Instead of allocating the erofs_sb_info in fill_super() allocate it during
erofs_init_fs_context() and ensure that erofs can always have the info
available during erofs_kill_sb(). After this erofs_fs_context is no longer
needed, replace ctx with sbi, no functional changes.
Suggested-by: Jingbo Xu <jefflexu@linux.alibaba.com>
Signed-off-by: Baokun Li <libaokun1@huawei.com>
---
fs/erofs/internal.h | 7 ---
fs/erofs/super.c | 116 ++++++++++++++++++++------------------------
2 files changed, 53 insertions(+), 70 deletions(-)

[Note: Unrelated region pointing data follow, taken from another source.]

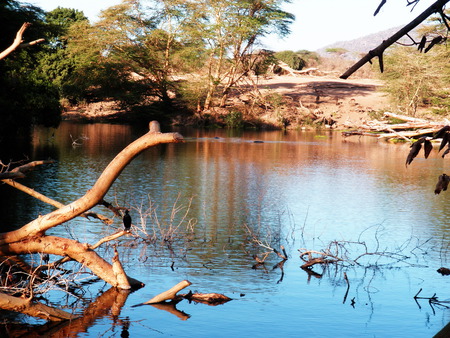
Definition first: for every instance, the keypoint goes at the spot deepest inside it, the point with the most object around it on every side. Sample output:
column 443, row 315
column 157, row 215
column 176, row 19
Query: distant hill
column 361, row 45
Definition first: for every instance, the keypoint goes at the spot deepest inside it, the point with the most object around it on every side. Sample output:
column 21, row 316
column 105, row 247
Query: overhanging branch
column 378, row 51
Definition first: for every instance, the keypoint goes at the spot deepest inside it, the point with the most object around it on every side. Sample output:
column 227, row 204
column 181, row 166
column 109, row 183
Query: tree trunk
column 31, row 237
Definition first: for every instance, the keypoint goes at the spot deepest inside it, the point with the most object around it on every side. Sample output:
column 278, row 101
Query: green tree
column 231, row 30
column 418, row 79
column 132, row 53
column 291, row 58
column 27, row 97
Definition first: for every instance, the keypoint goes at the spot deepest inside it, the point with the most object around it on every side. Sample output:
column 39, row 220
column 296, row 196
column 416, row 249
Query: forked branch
column 378, row 51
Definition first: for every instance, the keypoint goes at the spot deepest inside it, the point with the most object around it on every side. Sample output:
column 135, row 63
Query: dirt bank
column 347, row 102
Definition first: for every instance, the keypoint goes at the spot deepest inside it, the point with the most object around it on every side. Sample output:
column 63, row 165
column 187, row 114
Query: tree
column 231, row 30
column 291, row 58
column 25, row 93
column 436, row 7
column 54, row 61
column 32, row 238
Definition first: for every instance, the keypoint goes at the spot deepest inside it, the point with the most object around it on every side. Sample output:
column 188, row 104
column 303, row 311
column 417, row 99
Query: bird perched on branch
column 127, row 221
column 415, row 148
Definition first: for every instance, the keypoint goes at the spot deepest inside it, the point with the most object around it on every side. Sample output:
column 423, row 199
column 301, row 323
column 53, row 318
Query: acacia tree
column 424, row 44
column 231, row 31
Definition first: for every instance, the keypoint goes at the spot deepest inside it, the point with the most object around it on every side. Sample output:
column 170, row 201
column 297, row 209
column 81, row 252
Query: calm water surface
column 302, row 190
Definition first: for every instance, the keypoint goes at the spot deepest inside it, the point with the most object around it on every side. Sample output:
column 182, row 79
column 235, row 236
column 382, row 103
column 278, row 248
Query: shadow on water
column 232, row 196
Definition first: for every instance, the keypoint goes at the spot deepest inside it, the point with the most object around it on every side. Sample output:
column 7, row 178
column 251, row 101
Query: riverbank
column 276, row 101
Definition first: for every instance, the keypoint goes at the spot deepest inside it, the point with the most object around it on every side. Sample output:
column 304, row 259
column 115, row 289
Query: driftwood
column 436, row 7
column 411, row 128
column 31, row 238
column 18, row 41
column 172, row 296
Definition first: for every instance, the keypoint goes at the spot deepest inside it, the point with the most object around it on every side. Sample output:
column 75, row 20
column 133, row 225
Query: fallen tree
column 410, row 127
column 32, row 239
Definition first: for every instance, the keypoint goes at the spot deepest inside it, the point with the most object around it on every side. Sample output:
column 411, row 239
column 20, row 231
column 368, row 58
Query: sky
column 318, row 23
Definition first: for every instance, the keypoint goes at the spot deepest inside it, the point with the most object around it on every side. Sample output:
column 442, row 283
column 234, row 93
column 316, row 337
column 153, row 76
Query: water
column 302, row 190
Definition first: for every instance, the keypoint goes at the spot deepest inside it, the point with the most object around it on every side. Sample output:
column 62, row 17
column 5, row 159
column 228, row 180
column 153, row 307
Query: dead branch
column 119, row 272
column 378, row 51
column 50, row 201
column 18, row 41
column 169, row 294
column 19, row 172
column 31, row 237
column 207, row 298
column 108, row 238
column 33, row 309
column 171, row 308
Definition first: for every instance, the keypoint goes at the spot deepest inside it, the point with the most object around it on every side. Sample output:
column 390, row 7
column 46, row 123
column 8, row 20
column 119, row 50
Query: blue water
column 299, row 189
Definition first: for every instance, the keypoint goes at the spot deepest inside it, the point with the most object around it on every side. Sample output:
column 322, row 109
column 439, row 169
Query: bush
column 292, row 59
column 418, row 80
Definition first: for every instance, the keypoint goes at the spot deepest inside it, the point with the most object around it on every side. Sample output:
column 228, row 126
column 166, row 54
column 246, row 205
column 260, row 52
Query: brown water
column 297, row 189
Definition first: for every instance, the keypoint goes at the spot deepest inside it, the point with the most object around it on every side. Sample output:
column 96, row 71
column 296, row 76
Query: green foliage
column 417, row 79
column 291, row 58
column 234, row 119
column 27, row 96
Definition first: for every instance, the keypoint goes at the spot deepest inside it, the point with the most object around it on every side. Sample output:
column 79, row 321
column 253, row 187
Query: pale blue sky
column 318, row 22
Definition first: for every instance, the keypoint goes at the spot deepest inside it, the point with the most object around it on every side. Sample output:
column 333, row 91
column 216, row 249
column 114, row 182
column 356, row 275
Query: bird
column 415, row 148
column 442, row 183
column 127, row 221
column 422, row 43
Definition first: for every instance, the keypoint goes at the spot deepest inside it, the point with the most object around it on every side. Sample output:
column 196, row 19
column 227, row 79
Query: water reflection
column 299, row 189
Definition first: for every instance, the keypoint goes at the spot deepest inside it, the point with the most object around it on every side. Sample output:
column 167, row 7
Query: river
column 229, row 195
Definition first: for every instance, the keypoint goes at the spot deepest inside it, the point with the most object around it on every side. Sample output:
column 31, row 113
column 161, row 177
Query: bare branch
column 18, row 41
column 378, row 51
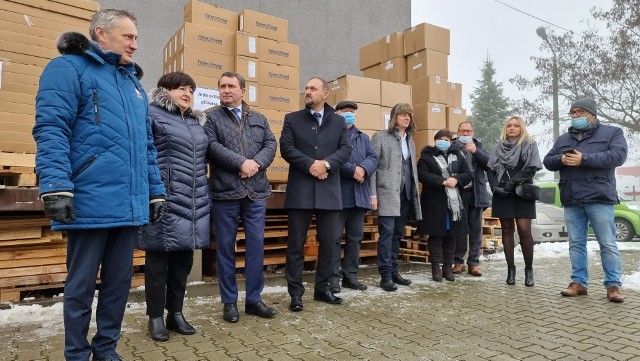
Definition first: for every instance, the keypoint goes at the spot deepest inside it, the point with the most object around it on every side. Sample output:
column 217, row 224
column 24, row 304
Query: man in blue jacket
column 587, row 156
column 99, row 179
column 356, row 190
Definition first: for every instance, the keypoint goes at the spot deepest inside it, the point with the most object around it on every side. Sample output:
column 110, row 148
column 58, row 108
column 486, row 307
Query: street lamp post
column 542, row 33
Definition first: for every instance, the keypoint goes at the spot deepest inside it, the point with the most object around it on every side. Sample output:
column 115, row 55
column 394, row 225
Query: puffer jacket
column 182, row 157
column 94, row 137
column 603, row 148
column 230, row 144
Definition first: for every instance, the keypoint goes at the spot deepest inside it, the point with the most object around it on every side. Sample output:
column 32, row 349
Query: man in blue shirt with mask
column 587, row 156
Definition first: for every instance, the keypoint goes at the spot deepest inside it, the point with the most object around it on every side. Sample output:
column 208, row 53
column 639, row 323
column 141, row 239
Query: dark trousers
column 391, row 230
column 474, row 218
column 87, row 250
column 165, row 280
column 329, row 231
column 353, row 222
column 226, row 216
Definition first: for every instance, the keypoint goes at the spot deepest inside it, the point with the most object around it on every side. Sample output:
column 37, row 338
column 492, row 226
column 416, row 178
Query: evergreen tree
column 489, row 107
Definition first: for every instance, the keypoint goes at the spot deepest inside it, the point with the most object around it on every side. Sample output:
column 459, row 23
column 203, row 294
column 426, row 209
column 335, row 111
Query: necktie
column 236, row 112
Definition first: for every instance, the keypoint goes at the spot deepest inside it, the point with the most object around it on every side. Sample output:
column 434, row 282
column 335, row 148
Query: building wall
column 329, row 32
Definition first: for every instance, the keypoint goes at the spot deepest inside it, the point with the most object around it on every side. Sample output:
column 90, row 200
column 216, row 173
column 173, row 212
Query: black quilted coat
column 182, row 148
column 230, row 144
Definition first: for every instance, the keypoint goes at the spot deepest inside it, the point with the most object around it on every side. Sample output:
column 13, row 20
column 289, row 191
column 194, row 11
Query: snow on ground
column 50, row 317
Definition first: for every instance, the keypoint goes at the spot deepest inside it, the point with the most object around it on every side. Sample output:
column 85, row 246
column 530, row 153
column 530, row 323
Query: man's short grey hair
column 107, row 19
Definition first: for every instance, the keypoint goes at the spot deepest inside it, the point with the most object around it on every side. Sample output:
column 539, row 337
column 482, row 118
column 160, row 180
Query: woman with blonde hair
column 514, row 160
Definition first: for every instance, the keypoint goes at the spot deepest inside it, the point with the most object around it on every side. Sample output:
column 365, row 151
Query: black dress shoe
column 327, row 296
column 353, row 283
column 397, row 279
column 296, row 304
column 176, row 322
column 157, row 330
column 230, row 312
column 386, row 283
column 259, row 309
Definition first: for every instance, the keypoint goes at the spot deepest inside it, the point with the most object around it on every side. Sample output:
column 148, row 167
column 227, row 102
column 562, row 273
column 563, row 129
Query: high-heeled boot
column 447, row 272
column 511, row 275
column 528, row 277
column 436, row 272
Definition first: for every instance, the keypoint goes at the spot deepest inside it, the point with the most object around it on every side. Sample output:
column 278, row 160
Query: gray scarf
column 505, row 155
column 453, row 194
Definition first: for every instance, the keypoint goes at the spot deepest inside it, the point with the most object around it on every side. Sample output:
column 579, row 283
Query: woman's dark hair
column 443, row 133
column 175, row 80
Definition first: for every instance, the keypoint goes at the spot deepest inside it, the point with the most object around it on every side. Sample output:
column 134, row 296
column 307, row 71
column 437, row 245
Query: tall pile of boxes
column 213, row 40
column 418, row 57
column 28, row 34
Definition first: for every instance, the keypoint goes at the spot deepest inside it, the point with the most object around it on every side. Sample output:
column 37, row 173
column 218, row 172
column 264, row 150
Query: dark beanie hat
column 587, row 104
column 346, row 104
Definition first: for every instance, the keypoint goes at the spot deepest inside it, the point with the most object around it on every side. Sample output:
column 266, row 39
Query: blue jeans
column 602, row 221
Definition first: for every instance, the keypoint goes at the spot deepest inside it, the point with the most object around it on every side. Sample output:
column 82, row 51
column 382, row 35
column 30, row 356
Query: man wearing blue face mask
column 356, row 191
column 587, row 156
column 475, row 198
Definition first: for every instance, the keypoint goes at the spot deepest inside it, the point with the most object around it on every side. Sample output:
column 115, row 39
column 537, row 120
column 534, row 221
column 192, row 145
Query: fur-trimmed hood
column 72, row 42
column 161, row 98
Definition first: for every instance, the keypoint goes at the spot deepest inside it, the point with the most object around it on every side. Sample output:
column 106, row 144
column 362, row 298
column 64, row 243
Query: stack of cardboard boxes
column 419, row 57
column 28, row 33
column 214, row 40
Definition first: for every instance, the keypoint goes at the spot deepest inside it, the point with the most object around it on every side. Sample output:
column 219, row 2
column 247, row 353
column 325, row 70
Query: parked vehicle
column 627, row 213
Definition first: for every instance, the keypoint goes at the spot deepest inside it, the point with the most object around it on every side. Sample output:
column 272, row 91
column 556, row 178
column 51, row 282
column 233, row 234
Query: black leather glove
column 156, row 211
column 500, row 192
column 59, row 208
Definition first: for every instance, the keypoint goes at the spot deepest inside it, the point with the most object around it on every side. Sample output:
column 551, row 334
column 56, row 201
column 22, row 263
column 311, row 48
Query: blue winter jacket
column 356, row 194
column 182, row 157
column 94, row 138
column 603, row 148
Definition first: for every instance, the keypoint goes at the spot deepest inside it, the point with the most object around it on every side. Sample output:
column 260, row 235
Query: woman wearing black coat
column 442, row 174
column 182, row 147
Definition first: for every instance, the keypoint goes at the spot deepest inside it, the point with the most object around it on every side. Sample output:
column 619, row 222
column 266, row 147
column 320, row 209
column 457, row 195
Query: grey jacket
column 386, row 180
column 230, row 144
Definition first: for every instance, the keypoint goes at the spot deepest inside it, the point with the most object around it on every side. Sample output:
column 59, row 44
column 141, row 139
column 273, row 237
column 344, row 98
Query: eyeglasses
column 577, row 112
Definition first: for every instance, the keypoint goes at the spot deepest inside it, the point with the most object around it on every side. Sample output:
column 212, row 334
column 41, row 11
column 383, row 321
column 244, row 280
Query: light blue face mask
column 580, row 123
column 443, row 145
column 349, row 118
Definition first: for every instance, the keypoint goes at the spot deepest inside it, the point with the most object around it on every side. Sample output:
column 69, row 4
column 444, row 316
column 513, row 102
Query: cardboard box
column 279, row 76
column 205, row 38
column 424, row 137
column 427, row 36
column 247, row 67
column 370, row 54
column 263, row 25
column 355, row 88
column 246, row 44
column 392, row 46
column 278, row 52
column 430, row 116
column 201, row 13
column 198, row 62
column 368, row 116
column 430, row 89
column 425, row 63
column 394, row 70
column 394, row 93
column 285, row 100
column 275, row 118
column 454, row 94
column 455, row 116
column 372, row 72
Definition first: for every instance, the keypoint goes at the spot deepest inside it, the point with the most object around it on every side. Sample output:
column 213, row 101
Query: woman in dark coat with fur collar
column 182, row 147
column 442, row 174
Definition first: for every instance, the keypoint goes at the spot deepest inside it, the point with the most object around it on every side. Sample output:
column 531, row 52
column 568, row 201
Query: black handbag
column 528, row 192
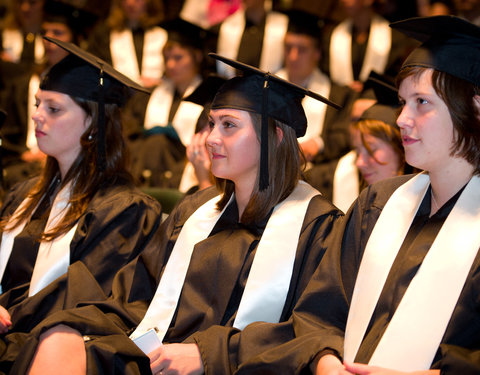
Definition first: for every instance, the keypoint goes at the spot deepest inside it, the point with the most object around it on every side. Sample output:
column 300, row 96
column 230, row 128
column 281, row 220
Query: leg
column 61, row 351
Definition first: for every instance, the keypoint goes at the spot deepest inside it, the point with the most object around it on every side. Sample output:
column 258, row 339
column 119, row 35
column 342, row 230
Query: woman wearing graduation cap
column 406, row 280
column 238, row 252
column 83, row 212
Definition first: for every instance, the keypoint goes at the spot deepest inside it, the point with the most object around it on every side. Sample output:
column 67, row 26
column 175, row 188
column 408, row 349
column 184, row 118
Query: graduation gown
column 319, row 320
column 117, row 225
column 210, row 297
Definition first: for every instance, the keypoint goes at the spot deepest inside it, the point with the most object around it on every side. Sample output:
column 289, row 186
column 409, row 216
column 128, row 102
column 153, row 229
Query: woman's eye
column 422, row 101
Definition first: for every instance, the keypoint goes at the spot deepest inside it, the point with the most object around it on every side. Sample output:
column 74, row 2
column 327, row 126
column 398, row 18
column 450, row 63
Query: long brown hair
column 84, row 174
column 284, row 172
column 458, row 96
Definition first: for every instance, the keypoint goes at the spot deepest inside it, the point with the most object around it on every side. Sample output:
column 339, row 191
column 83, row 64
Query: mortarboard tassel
column 264, row 175
column 101, row 125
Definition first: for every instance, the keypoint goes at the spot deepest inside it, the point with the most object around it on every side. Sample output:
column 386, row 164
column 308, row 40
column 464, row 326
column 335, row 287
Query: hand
column 5, row 320
column 197, row 154
column 361, row 369
column 178, row 359
column 329, row 365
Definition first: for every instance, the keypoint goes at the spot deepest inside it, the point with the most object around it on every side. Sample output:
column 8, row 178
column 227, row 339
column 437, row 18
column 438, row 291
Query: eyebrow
column 227, row 115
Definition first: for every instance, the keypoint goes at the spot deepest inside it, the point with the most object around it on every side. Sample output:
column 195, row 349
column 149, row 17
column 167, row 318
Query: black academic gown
column 210, row 297
column 117, row 225
column 318, row 322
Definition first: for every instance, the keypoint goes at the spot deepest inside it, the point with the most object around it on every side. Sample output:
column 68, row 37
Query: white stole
column 419, row 323
column 53, row 257
column 314, row 109
column 185, row 119
column 12, row 40
column 269, row 278
column 376, row 56
column 32, row 90
column 124, row 57
column 189, row 178
column 346, row 185
column 230, row 36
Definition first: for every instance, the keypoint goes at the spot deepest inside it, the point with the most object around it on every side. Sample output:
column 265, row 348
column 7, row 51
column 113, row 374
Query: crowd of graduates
column 239, row 186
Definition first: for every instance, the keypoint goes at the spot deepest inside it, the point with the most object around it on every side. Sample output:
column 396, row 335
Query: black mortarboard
column 205, row 92
column 185, row 33
column 386, row 94
column 268, row 95
column 449, row 44
column 83, row 75
column 302, row 22
column 78, row 20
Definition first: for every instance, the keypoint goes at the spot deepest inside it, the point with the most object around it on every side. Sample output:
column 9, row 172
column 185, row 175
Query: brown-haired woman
column 83, row 211
column 258, row 228
column 406, row 275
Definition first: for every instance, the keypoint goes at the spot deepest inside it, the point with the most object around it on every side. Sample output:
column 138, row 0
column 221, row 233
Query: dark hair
column 386, row 133
column 458, row 96
column 84, row 174
column 284, row 172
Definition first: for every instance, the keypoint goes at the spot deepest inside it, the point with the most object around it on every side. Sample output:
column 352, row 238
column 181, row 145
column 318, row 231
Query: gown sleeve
column 224, row 348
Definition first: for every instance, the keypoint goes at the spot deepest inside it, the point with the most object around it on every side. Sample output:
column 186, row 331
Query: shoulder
column 191, row 202
column 119, row 197
column 17, row 194
column 377, row 194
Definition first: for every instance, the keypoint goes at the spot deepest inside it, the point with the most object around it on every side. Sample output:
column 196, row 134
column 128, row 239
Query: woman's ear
column 279, row 134
column 476, row 104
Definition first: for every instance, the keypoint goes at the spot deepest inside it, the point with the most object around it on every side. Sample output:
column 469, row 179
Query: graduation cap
column 206, row 90
column 185, row 33
column 302, row 22
column 268, row 95
column 386, row 94
column 78, row 20
column 449, row 44
column 83, row 75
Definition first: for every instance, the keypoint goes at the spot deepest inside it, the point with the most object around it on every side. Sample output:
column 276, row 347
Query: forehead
column 419, row 81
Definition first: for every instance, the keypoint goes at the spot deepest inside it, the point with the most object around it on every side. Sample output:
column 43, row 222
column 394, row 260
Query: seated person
column 225, row 252
column 83, row 210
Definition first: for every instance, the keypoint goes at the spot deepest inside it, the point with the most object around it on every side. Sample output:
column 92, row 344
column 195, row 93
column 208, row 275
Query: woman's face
column 383, row 162
column 59, row 124
column 425, row 124
column 180, row 65
column 233, row 146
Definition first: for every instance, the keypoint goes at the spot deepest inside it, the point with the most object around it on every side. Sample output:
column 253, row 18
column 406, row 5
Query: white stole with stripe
column 230, row 36
column 419, row 323
column 346, row 185
column 376, row 56
column 12, row 40
column 185, row 119
column 124, row 57
column 53, row 257
column 269, row 278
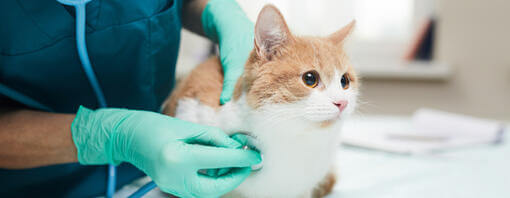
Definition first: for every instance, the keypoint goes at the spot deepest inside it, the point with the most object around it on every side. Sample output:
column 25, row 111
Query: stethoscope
column 80, row 6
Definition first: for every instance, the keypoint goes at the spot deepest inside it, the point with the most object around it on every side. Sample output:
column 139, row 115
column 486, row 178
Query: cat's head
column 295, row 77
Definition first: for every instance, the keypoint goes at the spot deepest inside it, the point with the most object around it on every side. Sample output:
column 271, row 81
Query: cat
column 292, row 96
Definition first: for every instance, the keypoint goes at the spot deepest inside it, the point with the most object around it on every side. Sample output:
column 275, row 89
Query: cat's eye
column 346, row 81
column 311, row 79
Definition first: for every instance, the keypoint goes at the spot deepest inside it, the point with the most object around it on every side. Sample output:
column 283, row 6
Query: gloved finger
column 240, row 138
column 223, row 171
column 208, row 157
column 215, row 137
column 217, row 186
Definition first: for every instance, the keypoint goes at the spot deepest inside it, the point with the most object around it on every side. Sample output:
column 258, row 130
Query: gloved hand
column 226, row 23
column 169, row 150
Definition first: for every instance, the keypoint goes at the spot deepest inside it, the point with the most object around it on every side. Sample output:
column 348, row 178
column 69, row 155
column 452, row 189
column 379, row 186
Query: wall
column 474, row 37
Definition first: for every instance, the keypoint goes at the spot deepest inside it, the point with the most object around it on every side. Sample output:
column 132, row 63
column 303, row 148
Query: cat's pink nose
column 341, row 104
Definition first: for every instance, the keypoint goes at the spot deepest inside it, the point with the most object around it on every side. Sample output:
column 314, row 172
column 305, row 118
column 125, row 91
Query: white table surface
column 475, row 172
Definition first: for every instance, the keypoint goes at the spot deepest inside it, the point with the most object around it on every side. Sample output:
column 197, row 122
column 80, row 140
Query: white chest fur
column 296, row 154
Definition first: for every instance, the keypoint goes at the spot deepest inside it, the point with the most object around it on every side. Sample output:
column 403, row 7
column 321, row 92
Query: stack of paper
column 427, row 131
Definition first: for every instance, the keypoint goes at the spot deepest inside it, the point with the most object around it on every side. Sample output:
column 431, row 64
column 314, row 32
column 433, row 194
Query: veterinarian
column 60, row 126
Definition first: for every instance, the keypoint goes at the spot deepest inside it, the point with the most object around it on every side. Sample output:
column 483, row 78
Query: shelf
column 429, row 71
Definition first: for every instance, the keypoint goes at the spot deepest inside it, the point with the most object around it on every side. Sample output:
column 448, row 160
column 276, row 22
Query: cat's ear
column 339, row 36
column 271, row 32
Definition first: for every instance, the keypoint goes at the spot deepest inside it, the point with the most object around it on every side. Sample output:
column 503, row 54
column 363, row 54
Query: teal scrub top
column 133, row 47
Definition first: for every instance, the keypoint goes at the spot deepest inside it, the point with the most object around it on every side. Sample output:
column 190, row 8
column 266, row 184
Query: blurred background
column 450, row 55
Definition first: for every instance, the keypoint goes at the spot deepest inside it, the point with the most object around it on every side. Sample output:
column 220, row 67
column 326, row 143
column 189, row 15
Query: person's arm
column 224, row 22
column 31, row 138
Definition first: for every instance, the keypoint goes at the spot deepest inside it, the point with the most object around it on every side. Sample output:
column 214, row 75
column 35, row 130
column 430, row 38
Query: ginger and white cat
column 291, row 98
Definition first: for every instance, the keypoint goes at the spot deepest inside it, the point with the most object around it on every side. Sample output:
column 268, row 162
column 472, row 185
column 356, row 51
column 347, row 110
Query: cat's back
column 204, row 84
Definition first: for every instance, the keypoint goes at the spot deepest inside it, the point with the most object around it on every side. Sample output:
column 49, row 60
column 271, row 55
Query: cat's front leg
column 325, row 186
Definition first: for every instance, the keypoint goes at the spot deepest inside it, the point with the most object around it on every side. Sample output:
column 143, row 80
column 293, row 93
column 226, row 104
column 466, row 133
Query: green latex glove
column 168, row 150
column 226, row 23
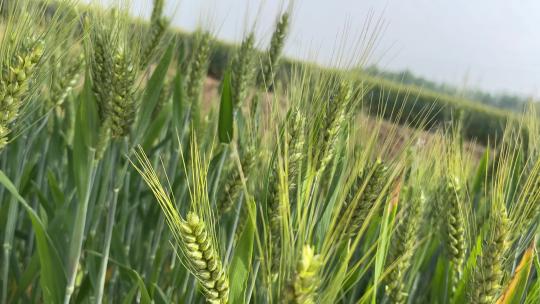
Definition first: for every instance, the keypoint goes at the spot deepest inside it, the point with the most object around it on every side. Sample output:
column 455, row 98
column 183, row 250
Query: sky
column 489, row 44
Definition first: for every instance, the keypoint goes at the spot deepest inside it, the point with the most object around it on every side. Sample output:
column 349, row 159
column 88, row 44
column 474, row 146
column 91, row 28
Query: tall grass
column 118, row 184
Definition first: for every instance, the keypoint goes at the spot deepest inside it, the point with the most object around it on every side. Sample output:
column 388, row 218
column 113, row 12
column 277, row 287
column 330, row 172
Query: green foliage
column 309, row 201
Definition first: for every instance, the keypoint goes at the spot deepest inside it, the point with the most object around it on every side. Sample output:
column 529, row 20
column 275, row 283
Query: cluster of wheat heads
column 122, row 182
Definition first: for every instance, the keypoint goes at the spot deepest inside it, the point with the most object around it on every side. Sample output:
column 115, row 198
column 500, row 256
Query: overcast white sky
column 492, row 44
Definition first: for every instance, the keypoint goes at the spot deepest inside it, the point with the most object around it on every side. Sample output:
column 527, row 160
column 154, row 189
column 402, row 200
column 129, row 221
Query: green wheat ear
column 122, row 108
column 405, row 238
column 489, row 273
column 194, row 234
column 306, row 282
column 454, row 222
column 197, row 73
column 369, row 186
column 243, row 69
column 158, row 27
column 14, row 84
column 270, row 63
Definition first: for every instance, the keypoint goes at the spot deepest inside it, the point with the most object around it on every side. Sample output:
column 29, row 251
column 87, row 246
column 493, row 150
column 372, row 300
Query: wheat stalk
column 14, row 84
column 194, row 234
column 270, row 63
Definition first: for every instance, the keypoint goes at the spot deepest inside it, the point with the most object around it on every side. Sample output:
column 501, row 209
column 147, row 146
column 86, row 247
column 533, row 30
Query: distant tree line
column 501, row 100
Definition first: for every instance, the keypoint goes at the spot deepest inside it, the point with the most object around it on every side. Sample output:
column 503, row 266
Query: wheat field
column 125, row 179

diff --git a/fs/erofs/internal.h b/fs/erofs/internal.h
index 39c67119f43b..d28ccfc0352b 100644
--- a/fs/erofs/internal.h
+++ b/fs/erofs/internal.h
@@ -84,13 +84,6 @@ struct erofs_dev_context {
bool flatdev;
};
-struct erofs_fs_context {
- struct erofs_mount_opts opt;
- struct erofs_dev_context *devs;
- char *fsid;
- char *domain_id;
-};
-
/* all filesystem-wide lz4 configurations */
struct erofs_sb_lz4_info {
/* # of pages needed for EROFS lz4 rolling decompression */
diff --git a/fs/erofs/super.c b/fs/erofs/super.c
index c0eb139adb07..21faa49bc970 100644
--- a/fs/erofs/super.c
+++ b/fs/erofs/super.c
@@ -370,18 +370,18 @@ static int erofs_read_superblock(struct super_block *sb)
return ret;
}
-static void erofs_default_options(struct erofs_fs_context *ctx)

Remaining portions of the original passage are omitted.